This project extracts data from PDF files containing details about political bonds, stores this data in a SQLite database, and provides a Streamlit web interface to interact with the data. Users can query the database using natural language through the web interface, which leverages an AI model to convert these queries into SQL statements.
- PDF Data Extraction: Extracts tables from PDF documents and parses them into structured data.
- Database Storage: Loads extracted data into a SQLite database for easy querying.
- Natural Language Queries: Allows users to enter queries in natural language and converts these into SQL queries.

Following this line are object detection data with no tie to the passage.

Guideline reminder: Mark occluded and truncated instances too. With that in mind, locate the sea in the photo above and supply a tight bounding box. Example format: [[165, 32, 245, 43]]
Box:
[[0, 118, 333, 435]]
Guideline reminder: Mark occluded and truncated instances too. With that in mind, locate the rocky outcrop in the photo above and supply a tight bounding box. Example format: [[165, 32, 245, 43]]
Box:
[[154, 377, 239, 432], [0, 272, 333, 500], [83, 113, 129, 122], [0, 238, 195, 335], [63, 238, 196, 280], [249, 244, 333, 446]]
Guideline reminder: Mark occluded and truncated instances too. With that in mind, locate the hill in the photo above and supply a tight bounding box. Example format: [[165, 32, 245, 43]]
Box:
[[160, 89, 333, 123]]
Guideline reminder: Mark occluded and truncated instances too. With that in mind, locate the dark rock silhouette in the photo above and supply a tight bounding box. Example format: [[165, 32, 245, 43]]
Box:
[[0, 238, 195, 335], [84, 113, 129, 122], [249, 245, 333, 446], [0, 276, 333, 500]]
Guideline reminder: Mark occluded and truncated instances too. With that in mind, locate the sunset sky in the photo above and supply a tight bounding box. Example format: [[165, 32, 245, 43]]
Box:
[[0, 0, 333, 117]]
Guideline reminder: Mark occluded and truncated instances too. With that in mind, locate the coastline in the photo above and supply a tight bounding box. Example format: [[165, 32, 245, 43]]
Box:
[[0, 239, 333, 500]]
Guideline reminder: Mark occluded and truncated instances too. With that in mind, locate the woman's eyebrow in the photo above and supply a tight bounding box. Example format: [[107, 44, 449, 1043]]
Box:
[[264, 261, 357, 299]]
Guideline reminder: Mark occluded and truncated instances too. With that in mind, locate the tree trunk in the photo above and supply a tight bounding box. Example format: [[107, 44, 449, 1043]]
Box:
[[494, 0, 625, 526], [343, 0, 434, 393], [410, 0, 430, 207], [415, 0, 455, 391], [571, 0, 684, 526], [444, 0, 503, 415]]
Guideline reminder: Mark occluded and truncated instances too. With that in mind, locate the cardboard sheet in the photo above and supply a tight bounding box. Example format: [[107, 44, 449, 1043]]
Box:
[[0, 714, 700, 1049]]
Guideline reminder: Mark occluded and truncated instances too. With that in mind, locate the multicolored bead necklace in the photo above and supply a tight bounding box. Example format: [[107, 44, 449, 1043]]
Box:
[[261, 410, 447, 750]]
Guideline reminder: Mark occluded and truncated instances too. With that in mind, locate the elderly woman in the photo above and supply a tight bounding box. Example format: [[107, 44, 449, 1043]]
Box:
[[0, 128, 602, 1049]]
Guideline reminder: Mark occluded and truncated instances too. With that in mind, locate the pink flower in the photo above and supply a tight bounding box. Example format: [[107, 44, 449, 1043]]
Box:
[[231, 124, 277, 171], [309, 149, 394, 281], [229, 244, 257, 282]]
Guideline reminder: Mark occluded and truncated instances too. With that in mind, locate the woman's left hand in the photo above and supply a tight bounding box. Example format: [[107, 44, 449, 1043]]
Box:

- Streamlit Web Interface: Provides a user-friendly interface to interact with the data.
- Python 3.8+
- Streamlit
- SQLite3
- Additional Python libraries:
pandas
,sqlalchemy
,tqdm
,transformers[torch]
-
Clone the repository:
git clone https://your-repository-url cd political_bonds
-
Install required Python packages:
pip install -r requirements.txt
Ensure that the PDF files are placed under static/pdf/
directory.
To run the Streamlit application:
streamlit run main.py
This will start the server and open the web interface in your default web browser.
- Loading Data: Click the 'Load Data' button on the web interface to extract data from the PDFs and load it into the database.
- Querying Data: Enter your natural language query in the text input box and press 'Execute Query' to see the results.